Our findings demonstrate how investigating microbiome data within the landscape context could elucidate how geomorphic processes such as landscape evolution, connectivity, and water, wind, animal, and disturbance dispersal may link to soil and biocrust microbiome composition, structure, and ultimately functioning at a much deeper level and across different scales. Geomorphology effects have been documented to influence microbial meta-communities at a patch scale predicting biocrust functional group mosaics (Pietrasiak et al., 2013, 2014a,b; Williams et al., 2013) or identifying differences in biogeochemical cycling in shrub island—plant interspace patterns (Schlesinger et al., 1996) with consequences to ecosystem multifunctionality. However, disentangling spatial drivers of soil microbiome assembly remains challenging, and so does analysis of their feedback to ecosystem functions in drylands. As Landform was the most important predictor for Bacteria, Cyanobacteria and Archaea richness, relative abundances, species turnover, and community composition in our study, future studies should explore how these patterns relate to the various ecosystem services microbes provide in dryland ecosystems.
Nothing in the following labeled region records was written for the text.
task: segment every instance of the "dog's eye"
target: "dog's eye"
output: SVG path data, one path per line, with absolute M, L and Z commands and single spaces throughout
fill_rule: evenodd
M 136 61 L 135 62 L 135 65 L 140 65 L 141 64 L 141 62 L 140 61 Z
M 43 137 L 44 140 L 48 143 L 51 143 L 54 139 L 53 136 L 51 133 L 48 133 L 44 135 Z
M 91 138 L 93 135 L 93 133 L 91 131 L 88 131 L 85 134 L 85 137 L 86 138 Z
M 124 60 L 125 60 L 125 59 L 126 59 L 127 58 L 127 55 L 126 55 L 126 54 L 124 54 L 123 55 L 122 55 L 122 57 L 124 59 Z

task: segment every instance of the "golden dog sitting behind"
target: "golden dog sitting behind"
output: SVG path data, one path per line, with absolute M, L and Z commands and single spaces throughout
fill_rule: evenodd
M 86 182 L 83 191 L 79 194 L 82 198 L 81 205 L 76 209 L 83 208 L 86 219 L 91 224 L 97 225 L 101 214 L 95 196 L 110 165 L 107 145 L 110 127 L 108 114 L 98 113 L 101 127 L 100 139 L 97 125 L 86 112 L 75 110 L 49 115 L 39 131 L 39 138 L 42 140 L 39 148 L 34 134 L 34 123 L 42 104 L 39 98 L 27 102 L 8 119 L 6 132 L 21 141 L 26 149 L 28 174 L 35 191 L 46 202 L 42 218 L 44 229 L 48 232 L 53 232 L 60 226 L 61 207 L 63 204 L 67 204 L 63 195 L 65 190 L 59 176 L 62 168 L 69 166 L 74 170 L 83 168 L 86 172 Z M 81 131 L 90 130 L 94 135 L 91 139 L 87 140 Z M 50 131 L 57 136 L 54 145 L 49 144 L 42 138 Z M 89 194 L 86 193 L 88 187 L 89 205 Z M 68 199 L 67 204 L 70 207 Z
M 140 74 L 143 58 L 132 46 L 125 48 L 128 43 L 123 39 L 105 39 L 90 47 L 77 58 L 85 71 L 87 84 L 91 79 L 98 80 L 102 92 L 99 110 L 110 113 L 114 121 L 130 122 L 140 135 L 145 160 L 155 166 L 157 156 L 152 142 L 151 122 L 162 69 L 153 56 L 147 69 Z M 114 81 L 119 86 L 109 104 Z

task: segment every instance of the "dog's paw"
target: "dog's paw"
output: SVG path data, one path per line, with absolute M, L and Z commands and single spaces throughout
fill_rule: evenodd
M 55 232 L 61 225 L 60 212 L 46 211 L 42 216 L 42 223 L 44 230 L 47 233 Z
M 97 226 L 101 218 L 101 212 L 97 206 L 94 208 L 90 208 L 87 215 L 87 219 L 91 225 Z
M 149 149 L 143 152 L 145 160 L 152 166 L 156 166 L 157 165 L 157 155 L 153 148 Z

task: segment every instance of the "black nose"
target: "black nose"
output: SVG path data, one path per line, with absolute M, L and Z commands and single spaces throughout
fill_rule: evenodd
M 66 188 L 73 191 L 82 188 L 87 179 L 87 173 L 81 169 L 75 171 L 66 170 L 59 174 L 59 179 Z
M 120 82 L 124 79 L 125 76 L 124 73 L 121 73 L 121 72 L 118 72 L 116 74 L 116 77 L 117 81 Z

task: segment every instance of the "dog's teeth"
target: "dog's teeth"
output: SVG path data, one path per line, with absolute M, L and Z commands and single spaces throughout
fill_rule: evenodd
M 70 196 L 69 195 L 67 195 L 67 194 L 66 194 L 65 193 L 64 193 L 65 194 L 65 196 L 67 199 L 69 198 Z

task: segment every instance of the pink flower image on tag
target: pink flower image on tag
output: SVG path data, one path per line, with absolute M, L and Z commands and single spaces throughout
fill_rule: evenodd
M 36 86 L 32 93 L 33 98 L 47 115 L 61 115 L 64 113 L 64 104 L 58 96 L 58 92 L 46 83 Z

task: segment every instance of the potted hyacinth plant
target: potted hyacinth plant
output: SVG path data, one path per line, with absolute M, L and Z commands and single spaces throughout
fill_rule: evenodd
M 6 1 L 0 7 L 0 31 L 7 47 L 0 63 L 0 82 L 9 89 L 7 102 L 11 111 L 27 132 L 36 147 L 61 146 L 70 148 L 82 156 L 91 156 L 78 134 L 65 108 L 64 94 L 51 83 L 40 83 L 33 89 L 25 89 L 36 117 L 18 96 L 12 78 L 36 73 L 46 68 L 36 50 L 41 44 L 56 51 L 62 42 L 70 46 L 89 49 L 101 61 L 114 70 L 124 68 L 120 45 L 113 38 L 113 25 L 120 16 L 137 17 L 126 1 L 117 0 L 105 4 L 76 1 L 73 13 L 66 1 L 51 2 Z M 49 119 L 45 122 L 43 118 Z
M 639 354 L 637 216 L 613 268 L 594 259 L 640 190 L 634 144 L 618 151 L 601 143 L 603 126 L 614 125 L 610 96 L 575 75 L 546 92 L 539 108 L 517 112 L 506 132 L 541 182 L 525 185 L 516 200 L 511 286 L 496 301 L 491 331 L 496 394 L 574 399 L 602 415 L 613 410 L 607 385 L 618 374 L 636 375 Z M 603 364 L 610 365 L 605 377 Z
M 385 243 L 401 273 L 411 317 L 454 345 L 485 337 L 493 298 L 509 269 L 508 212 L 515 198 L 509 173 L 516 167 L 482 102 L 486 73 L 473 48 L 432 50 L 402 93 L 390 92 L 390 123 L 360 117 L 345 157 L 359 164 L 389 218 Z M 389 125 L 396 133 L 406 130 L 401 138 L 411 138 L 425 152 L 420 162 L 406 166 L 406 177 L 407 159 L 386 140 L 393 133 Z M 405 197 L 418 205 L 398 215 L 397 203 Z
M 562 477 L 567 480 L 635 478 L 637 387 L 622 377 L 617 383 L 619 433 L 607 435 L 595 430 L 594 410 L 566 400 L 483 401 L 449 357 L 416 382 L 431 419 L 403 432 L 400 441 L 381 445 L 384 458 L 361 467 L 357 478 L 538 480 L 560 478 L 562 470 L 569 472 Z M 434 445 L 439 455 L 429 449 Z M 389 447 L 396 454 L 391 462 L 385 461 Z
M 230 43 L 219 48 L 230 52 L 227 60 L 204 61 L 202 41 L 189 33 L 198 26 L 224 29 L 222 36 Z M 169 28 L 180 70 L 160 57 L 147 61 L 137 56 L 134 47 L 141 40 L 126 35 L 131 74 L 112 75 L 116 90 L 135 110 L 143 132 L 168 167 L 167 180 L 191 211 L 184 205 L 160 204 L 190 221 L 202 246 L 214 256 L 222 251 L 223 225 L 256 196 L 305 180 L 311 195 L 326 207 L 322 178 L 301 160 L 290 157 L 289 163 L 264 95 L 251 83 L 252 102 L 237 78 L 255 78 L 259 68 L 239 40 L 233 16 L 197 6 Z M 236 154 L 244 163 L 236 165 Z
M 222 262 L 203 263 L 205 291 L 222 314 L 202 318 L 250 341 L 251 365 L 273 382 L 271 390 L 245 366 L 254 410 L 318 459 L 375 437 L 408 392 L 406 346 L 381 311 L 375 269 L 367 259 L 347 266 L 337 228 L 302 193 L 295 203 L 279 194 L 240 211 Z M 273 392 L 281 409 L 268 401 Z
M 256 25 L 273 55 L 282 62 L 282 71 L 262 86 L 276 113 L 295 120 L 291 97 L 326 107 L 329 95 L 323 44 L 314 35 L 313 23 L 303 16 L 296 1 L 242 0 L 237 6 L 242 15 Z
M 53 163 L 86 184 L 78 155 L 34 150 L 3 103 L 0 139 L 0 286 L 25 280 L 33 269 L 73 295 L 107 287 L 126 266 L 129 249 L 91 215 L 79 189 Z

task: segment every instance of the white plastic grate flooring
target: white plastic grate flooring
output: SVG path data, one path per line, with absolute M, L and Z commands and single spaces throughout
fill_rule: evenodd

4.3. A suite of soil properties linked to landscapes structure relate to surface soil microbiomes
No single soil physical or chemical property was found to be significant for predicting microbial diversity, community composition, and structure. Rather it was the combination of variables that were important to surface soil microbiomes at Jornada Basin. Results showed that gravel content, texture, moisture, pH, and salt content (estimated via electrical conductivity) all played an important role in shaping the soil surface microbiome. Previous studies have indicated that fine textured soils promote surface soil microbial communities compared to those with high sand content (Read et al., 2008; Pietrasiak et al., 2011a; Stovall et al., 2022). This relationship may exist because the small silt and clay particles of fine textured soils provide a more beneficial habitat for soil organisms, with their higher nutrient and water holding capacities as well as pH buffering and cation exchange properties. A novel finding of our study was that the observed interplay of measured soil parameters and surface soil microbiome characteristics was linked to the soil geomorphic template of Monger and Bestelmeyer (2006). Finer textured soils were associated with playa and alluvial flat sites. These soils recorded higher soil moisture, presumably held in the finer soil pores from the preceding rain event for much longer compared to coarse textured soils. Also, these finer textured soils recorded higher electrical conductivity and pH values. This suite of soil properties harbored unique surface soil microbial communities distinctly different from the coarser textured soils of alluvial plain and fan piedmont sites.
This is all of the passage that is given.